Imagine this: The local chess club has somehow persuaded the grand master Boris Checkovski to visit. Checkovski agrees to play all 15 club members ... simultaneously. 15 tables are set up with chess boards, one for each member. The members sit down at their respective boards. Checkovski moves from table to table, pausing but a few seconds at each table to make a move, before proceeding to the next table. An hour later 15 defeated club members sit there, deep in thought, wondering what ever hit them, while Checkovski is happily tucking into the vodka and caviar the club so generously laid on for him out of your membership fees.
To each of the club members, Checkovski played a brilliant game of chess. To a member of the audience he was moving rapidly around the room, playing now a bit of one game, now a bit of another game. As he moved to each new table he somehow managed to figure out what was going on with that particular game and resume from where he left off, taking into account the changed circumstances. He made his move, then suspended himself from that game and moved on to resume the next.
Was he playing 15 games at once? No! He was playing a tiny bit of each game at a time. While he was at Harry's table he was totally focused on Harry's game. Then when he went on to Mary's table he picked up the thread of that game (including any move Mary may have made since last time), evaluated the situation and made his next move. Only by advancing rapidly from one table to the next did he create the illusion of playing 15 games at once.

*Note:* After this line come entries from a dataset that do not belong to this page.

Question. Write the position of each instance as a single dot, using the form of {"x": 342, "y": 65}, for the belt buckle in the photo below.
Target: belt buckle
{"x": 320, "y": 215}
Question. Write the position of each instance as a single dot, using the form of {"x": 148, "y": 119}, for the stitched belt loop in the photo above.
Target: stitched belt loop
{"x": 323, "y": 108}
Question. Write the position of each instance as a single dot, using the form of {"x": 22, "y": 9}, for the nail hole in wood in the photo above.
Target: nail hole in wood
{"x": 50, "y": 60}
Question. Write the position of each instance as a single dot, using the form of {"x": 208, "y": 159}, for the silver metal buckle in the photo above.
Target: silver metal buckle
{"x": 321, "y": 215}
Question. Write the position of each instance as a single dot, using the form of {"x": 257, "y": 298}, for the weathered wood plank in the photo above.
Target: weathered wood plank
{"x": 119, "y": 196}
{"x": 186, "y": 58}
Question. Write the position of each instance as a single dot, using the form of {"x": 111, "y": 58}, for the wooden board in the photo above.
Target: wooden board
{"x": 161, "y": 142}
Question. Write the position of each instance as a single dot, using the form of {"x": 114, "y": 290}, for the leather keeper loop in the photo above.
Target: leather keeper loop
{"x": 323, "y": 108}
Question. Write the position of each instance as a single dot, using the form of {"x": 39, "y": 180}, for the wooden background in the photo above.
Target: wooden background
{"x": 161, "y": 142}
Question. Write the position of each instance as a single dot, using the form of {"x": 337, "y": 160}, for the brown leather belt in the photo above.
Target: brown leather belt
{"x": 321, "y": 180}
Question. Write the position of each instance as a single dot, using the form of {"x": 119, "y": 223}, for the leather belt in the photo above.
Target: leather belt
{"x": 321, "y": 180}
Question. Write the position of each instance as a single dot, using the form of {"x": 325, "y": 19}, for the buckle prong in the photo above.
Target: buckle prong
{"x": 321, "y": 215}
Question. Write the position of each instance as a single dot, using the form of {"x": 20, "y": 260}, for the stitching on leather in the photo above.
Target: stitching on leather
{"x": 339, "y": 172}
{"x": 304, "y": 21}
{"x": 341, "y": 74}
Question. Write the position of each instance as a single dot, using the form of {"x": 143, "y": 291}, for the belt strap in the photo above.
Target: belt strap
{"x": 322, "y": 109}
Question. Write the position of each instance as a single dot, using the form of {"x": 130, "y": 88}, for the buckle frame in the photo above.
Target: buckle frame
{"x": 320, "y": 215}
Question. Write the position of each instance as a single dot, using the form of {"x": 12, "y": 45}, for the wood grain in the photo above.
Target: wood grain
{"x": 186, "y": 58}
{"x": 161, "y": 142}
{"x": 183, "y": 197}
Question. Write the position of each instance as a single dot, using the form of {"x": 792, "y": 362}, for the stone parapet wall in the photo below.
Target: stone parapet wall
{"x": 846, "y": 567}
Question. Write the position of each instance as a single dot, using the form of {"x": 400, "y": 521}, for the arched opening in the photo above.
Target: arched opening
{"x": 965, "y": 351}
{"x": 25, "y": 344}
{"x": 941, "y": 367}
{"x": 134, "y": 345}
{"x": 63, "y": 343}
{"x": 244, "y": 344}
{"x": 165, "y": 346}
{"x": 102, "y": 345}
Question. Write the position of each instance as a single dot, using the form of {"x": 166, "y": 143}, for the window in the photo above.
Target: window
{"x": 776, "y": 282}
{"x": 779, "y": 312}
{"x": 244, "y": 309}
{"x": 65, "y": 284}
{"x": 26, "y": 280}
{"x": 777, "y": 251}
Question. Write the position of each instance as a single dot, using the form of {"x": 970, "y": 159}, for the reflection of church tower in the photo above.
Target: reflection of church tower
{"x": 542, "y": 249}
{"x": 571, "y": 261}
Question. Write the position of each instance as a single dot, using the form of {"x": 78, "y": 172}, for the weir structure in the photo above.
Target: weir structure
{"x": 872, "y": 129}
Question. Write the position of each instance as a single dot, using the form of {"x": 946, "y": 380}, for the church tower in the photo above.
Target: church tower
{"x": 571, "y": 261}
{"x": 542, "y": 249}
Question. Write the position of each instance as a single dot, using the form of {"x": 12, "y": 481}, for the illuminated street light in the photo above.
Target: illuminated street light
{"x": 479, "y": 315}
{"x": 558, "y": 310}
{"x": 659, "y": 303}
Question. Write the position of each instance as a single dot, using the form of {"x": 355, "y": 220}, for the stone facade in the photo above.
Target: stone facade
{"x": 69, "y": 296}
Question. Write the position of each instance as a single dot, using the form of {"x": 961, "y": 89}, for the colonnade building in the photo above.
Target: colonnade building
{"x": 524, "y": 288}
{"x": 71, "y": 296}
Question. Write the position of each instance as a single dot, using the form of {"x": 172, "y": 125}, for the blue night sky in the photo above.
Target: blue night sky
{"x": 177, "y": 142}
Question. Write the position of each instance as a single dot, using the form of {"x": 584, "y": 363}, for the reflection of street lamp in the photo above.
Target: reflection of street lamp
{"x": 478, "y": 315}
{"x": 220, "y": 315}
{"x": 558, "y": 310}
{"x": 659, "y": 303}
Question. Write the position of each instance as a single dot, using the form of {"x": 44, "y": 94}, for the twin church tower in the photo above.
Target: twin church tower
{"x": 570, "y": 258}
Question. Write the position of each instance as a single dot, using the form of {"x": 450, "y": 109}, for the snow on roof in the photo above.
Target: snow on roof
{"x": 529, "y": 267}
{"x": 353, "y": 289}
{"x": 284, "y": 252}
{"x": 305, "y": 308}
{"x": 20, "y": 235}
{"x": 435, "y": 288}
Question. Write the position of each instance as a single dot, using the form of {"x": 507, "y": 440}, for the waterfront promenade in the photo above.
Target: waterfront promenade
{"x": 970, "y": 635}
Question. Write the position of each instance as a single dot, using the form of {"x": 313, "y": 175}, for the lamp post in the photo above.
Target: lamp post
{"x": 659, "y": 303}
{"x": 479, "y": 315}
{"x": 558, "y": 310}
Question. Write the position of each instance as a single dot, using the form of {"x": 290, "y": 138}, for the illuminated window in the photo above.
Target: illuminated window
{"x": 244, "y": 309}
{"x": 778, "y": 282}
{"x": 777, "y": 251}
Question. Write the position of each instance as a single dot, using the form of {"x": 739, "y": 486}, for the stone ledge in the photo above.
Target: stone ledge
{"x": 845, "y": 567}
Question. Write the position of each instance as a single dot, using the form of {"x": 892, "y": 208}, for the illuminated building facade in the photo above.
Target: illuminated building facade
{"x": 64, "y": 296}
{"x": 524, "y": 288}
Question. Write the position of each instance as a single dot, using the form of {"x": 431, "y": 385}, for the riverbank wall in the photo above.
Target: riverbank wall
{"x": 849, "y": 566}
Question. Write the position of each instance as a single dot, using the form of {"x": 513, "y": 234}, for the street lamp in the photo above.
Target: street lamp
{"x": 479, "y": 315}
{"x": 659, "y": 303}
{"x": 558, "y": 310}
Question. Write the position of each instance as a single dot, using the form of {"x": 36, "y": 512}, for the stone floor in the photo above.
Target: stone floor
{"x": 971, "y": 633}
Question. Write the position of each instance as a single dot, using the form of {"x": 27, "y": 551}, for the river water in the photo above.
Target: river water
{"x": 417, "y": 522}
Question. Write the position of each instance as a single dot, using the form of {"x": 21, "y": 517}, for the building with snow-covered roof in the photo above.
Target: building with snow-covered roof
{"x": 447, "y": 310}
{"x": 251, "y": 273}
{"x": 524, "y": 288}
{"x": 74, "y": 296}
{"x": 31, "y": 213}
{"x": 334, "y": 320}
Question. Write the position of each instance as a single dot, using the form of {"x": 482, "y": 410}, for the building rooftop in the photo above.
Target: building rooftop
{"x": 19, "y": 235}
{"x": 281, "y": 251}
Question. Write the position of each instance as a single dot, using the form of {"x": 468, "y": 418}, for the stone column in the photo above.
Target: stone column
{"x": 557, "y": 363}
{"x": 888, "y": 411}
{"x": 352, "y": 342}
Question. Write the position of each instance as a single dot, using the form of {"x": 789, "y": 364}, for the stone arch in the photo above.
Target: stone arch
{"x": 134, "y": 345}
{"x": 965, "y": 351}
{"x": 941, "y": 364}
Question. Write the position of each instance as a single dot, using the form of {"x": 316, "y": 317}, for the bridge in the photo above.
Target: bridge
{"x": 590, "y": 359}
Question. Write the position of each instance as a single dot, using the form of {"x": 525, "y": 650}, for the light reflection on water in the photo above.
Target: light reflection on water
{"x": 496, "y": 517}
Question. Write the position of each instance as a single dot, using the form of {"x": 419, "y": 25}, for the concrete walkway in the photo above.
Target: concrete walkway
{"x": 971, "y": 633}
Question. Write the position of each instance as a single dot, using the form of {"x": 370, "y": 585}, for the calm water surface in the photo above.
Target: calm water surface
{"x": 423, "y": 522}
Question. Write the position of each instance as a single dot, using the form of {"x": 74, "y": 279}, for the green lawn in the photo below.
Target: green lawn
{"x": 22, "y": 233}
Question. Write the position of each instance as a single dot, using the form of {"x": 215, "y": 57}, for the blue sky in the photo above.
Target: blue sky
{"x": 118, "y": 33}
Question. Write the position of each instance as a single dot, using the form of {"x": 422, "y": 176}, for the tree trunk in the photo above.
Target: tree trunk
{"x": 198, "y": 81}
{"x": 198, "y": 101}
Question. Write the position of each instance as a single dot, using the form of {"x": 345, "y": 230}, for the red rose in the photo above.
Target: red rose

And so it is with SPLat. Remember SPLatty from our online training course? SPLatty (a.k.a. the SPLat processor) can only do one thing at a time, but he can move very rapidly from task to task, creating the illusion of performing several tasks at once. All that is needed for this to happen is a mechanism to help SPLatty remember where he was in each task when he comes back to resume work on that task.
What is really nice about the techniques you are about to learn is that they provide a boringly consistent way of creating multitasking programs. Boring is good. Boring means fewer nasty surprises. Consistent is good. Consistent means the very same framework you use in program A will also work in program B. That means you will spend less time on the "multi" and more on the "task", and with practice you will get better and better at it.
Special note: This tutorial and the multitasking mechanism it covers have largely been superseded by the newer MultiTrack mechanism. MultiTrack achieves everything and more, with considerably less programming effort. The only time you would use this older multitasking mechanism would be if the controller you are using is unable to handle as many tasks as you need using MultiTrack.